Wed 18 Feb 2009
Straight Couples in France are Choosing Civil Unions Over Marriage
Posted by Jadxia under LGBT rights
[3] Comments
The Civil Solidarity Pact, or PACS, was first introduced in France as a way for gay couples to legalize their unions even though they were not allowed to marry. However, when the law was passed, the wording was deliberately left ambiguous as to the gender of the parties. Turns out civil unions have become more popular than getting married for young heterosexual couples, who see it as another step between living together and marriage, without the full commitment. PACS’s are easier to get out of than a standard divorce as only one party has to want to leave and neither party has a claim to the other’s property or alimony.
Rather than being the open-door to homosexual marriage, a full sixth of PACSed couples end their unions by getting married, something still not possible for gays in France.
FOR THE FULL ARTICLE, visit
http://www.washingtonpost.com/wp-dyn/content/article/2009/02/13/AR2009021303365.html
I’d love to see a similar law passed across the United States, with similar ambiguous wordage. Right now, I’m stuck in that peculiar limbo that often happens to straight couples who live together but don’t want to get married. In some states, if my significant other were to be hospitalized today, technically I could be banned from visiting him just as partners in homosexual relationships have sometimes been banned from hospital bedsides. After all, we are neither married nor related. (The District has one of the most progressive domestic partnership laws, but nearby Virginia lags well behind.)
I don’t qualify for my boyfriend’s health insurance because we aren’t married.
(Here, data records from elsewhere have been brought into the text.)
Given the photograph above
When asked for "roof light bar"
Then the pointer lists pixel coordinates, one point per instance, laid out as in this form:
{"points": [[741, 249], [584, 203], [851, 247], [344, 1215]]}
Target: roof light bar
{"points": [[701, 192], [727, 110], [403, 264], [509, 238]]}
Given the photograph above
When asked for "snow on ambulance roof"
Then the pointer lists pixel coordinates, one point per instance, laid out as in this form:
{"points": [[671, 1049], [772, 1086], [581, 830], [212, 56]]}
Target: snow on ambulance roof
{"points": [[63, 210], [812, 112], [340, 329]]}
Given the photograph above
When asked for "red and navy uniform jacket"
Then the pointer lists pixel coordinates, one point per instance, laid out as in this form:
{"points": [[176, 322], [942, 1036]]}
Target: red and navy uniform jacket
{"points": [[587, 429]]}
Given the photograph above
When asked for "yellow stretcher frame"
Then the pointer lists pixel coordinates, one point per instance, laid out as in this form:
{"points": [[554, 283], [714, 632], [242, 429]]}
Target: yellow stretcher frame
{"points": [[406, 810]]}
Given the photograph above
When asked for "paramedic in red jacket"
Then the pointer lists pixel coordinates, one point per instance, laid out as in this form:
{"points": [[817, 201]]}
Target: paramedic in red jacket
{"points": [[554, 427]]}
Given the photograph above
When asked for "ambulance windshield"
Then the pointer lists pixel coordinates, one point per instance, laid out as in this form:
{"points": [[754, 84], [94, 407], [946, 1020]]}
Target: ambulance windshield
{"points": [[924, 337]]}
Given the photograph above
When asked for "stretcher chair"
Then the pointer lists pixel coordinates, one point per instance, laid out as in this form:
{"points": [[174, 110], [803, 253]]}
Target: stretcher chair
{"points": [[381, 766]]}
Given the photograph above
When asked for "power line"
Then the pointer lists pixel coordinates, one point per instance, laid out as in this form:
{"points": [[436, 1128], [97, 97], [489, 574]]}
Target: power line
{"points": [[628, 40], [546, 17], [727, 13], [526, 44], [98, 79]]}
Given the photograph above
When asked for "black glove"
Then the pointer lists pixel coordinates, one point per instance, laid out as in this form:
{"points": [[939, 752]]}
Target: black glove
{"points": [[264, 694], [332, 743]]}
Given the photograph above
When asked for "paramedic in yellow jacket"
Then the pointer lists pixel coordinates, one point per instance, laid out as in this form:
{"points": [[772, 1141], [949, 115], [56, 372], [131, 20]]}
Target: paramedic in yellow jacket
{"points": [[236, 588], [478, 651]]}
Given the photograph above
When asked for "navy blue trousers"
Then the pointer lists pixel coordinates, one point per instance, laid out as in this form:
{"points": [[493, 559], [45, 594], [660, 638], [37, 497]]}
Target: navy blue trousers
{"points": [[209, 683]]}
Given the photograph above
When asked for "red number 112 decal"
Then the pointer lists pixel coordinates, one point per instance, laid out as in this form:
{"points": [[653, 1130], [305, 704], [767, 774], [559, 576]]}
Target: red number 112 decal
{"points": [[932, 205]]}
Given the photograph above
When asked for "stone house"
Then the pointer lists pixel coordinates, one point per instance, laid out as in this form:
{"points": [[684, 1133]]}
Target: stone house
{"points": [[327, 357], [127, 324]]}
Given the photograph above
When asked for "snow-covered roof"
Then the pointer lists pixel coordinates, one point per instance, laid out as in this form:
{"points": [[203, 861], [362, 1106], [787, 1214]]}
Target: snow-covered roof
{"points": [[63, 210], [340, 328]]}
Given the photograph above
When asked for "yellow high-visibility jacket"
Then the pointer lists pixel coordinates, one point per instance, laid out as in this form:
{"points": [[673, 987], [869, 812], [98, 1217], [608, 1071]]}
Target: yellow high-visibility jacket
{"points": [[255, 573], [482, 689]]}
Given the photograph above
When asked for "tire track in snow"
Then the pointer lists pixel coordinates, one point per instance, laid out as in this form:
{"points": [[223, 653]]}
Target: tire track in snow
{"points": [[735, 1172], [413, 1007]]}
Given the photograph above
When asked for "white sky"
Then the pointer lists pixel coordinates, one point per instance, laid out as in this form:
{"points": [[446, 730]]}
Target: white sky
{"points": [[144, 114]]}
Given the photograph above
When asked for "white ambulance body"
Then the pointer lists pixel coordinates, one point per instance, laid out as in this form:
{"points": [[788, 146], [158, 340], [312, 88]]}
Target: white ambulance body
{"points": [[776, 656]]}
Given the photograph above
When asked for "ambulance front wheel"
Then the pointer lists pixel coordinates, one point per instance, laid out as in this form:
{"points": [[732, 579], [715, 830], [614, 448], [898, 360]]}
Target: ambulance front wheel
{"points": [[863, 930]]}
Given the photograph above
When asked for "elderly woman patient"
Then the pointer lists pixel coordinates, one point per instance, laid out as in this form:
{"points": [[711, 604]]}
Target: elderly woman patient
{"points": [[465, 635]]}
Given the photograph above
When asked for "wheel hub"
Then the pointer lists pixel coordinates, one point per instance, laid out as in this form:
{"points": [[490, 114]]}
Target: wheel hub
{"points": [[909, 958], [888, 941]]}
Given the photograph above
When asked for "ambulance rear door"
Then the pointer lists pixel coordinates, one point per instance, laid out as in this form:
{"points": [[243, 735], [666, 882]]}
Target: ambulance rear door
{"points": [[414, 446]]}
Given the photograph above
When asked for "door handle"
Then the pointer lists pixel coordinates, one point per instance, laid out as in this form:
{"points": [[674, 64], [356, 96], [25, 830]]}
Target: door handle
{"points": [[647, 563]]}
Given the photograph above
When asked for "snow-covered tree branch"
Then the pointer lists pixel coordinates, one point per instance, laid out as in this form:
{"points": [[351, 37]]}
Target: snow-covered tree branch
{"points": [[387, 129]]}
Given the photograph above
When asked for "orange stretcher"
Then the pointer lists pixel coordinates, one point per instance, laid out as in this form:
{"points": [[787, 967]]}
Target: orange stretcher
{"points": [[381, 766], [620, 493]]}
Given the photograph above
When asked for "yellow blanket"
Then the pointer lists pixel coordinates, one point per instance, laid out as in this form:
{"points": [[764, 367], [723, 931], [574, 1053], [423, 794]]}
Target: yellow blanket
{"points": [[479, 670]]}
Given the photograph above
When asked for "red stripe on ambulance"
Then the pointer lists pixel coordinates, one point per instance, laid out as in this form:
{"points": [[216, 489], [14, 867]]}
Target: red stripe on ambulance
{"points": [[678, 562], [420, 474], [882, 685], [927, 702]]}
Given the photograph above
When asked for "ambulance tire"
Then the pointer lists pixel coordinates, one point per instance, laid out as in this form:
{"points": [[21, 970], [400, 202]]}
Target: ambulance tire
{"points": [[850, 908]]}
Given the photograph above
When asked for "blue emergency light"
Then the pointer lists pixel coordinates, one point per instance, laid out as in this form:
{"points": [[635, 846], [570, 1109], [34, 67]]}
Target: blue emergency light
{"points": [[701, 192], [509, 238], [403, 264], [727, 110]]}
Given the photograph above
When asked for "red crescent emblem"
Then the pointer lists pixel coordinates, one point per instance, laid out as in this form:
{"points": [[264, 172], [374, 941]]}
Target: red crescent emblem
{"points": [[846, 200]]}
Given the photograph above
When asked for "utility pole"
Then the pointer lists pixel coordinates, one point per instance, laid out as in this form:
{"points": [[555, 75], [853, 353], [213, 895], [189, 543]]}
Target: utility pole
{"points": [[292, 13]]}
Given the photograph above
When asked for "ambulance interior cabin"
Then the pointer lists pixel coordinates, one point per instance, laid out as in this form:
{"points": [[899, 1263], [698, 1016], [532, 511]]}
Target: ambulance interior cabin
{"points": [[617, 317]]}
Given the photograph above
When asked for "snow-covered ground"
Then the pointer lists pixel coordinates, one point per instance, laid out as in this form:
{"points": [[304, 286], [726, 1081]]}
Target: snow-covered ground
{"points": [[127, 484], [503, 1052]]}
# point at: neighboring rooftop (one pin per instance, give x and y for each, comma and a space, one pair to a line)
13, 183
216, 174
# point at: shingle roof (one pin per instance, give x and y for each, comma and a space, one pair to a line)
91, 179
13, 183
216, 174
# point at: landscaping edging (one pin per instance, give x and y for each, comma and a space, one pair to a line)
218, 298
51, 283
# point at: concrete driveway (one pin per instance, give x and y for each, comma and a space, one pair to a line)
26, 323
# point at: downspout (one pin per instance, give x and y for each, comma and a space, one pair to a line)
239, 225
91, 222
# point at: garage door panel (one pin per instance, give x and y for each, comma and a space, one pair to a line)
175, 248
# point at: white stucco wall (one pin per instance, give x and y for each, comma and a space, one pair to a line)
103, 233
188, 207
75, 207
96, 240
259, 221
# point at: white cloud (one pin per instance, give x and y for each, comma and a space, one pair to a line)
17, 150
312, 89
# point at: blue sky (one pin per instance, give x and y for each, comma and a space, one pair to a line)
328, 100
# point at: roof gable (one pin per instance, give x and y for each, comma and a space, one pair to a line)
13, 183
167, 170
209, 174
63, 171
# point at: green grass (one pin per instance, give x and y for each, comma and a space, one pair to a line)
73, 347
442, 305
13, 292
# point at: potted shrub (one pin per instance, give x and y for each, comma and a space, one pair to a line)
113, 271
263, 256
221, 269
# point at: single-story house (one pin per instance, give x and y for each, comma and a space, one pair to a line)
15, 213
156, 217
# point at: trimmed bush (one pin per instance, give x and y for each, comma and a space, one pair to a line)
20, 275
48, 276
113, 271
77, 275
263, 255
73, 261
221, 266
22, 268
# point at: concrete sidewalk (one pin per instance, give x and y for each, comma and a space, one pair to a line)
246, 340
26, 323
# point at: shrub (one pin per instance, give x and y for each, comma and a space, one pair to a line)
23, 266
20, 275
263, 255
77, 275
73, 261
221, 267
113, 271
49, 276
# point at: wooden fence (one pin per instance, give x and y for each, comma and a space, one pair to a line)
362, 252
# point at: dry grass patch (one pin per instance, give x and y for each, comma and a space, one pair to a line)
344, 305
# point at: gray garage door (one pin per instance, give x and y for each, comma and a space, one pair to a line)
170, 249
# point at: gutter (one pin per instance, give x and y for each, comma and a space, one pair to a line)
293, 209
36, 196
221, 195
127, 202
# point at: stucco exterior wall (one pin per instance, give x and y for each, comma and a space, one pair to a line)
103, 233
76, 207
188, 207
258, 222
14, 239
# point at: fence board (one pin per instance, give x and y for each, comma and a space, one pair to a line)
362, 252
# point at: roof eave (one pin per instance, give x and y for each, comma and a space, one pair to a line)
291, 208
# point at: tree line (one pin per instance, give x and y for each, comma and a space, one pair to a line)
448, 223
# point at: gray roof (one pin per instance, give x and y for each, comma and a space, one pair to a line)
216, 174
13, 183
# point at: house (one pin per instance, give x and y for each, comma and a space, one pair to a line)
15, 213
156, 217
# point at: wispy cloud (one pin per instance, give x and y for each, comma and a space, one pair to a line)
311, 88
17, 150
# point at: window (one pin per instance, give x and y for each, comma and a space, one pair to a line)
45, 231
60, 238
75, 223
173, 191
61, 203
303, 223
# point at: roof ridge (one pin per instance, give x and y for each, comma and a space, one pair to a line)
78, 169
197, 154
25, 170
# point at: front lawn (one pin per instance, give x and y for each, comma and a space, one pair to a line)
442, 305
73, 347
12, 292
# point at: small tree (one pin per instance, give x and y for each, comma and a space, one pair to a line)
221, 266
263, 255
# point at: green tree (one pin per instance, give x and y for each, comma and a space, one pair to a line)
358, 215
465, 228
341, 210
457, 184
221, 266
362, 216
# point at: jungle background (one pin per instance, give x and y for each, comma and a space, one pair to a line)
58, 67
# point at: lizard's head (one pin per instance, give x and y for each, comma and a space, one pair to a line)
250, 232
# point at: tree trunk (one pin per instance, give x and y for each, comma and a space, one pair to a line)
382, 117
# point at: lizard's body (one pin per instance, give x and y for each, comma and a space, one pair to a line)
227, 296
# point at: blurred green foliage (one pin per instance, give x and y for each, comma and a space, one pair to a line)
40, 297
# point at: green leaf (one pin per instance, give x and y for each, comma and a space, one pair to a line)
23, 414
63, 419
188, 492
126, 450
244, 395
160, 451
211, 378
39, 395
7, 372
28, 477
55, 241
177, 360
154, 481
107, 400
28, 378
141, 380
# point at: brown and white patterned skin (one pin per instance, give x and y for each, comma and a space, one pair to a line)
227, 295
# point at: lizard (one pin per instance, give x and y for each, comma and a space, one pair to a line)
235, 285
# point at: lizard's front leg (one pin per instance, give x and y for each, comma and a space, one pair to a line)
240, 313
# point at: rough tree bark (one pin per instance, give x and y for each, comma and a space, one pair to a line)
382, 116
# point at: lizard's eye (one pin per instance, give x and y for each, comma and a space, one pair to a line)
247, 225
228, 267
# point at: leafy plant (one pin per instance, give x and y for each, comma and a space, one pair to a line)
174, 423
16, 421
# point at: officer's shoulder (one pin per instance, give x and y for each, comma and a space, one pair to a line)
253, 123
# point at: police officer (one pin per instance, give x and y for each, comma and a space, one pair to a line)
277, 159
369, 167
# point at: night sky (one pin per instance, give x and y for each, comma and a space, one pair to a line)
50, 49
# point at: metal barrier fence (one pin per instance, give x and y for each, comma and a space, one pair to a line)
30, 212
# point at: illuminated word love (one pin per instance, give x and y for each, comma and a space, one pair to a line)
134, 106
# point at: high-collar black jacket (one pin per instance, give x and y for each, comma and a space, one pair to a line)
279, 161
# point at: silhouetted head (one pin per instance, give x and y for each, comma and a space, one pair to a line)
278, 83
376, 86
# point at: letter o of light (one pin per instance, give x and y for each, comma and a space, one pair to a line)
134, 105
His company even has a generous clause which allows cohabitating same-sex couples to share health insurance etc., but not a cohabitating heterosexual couple. In this particular set of circumstances, I actually have less rights than a gay couple (which is saying quite a bit, really) – unless I get married. Frankly, neither one of us is ready to get married anytime soon, which means the limbo continues for now.
I can only hope that when homosexuals get either the right to be married, or at least civil-union rights, something similar will be created for heterosexual couples who aren’t ready to take the full plunge.